National Institute of Infectious Diseases and Vaccinology, National Health Research Institutes (NHRI), Miaoli, Taiwan.
Institute of Preventive Medicine, National Defense Medical Center, New Taipei City, Taiwan.
JCI Insight. 2022 Apr 22;7(8):e157597. doi: 10.1172/jci.insight.157597.
Most therapeutic mAbs target the receptor-binding domain (RBD) of the spike protein of SARS-CoV-2. Unfortunately, the RBD is a hot spot for mutations in SARS-CoV-2 variants, which will lead to loss of the neutralizing function of current therapeutic mAbs. Universal mAbs for different variants are necessary. We identified mAbs that recognized the S2 region of the spike protein, which is identical in different variants. The mAbs could neutralize SARS-CoV-2 infection and protect animals from SARS-CoV-2 challenge. After cloning the variable region of the light chain and heavy chain, the variable region sequences were humanized to select a high-affinity humanized mAb, hMab5.17. hMab5.17 protected animals from SARS-CoV-2 challenge and neutralized SARS-CoV-2 variant infection. We further identified the linear epitope of the mAb, which is not mutated in any variant of concern. These data suggest that a mAb recognizing the S2 region of the spike protein will be a potential universal therapeutic mAb for COVID-19.
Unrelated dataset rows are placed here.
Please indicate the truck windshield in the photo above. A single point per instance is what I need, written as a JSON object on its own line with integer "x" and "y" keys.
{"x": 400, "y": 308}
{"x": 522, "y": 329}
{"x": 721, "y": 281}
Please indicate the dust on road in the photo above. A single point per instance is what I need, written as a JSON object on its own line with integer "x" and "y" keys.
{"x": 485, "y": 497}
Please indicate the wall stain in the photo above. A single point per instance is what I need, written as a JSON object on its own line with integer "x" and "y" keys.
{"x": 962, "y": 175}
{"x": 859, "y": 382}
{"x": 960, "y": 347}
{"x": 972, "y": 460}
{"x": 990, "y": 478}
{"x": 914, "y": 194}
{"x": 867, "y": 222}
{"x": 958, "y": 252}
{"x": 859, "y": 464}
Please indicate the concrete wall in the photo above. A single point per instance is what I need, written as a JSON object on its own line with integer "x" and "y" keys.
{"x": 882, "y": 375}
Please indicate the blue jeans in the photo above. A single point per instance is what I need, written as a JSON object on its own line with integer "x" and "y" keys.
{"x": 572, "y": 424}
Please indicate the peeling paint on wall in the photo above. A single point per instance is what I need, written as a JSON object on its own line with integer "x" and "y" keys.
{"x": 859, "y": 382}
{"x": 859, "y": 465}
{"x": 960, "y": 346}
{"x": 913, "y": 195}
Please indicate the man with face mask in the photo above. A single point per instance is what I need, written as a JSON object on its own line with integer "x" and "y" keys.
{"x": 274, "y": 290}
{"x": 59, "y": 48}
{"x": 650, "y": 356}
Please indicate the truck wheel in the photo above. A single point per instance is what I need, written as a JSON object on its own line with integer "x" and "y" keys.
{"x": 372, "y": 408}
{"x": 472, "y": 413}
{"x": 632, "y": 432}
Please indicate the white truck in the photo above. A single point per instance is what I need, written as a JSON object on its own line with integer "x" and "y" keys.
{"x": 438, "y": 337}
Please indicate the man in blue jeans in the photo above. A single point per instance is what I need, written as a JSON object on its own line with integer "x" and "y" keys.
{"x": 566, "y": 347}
大多数治疗性单克隆抗体针对 SARS-CoV-2 刺突蛋白的受体结合域(RBD)。不幸的是,RBD 是 SARS-CoV-2 变体中突变的热点,这将导致当前治疗性单克隆抗体失去中和功能。需要针对不同变体的通用单克隆抗体。我们鉴定了识别刺突蛋白 S2 区域的单克隆抗体,该区域在不同变体中是相同的。这些单克隆抗体可以中和 SARS-CoV-2 感染并保护动物免受 SARS-CoV-2 挑战。在克隆轻链和重链的可变区后,对可变区序列进行人源化以选择高亲和力的人源化单克隆抗体 hMab5.17。hMab5.17 可保护动物免受 SARS-CoV-2 挑战,并中和 SARS-CoV-2 变体感染。我们进一步鉴定了该单克隆抗体的线性表位,该表位在任何关注变体中均未发生突变。这些数据表明,识别刺突蛋白 S2 区域的单克隆抗体将成为 COVID-19 的一种有潜力的通用治疗性单克隆抗体。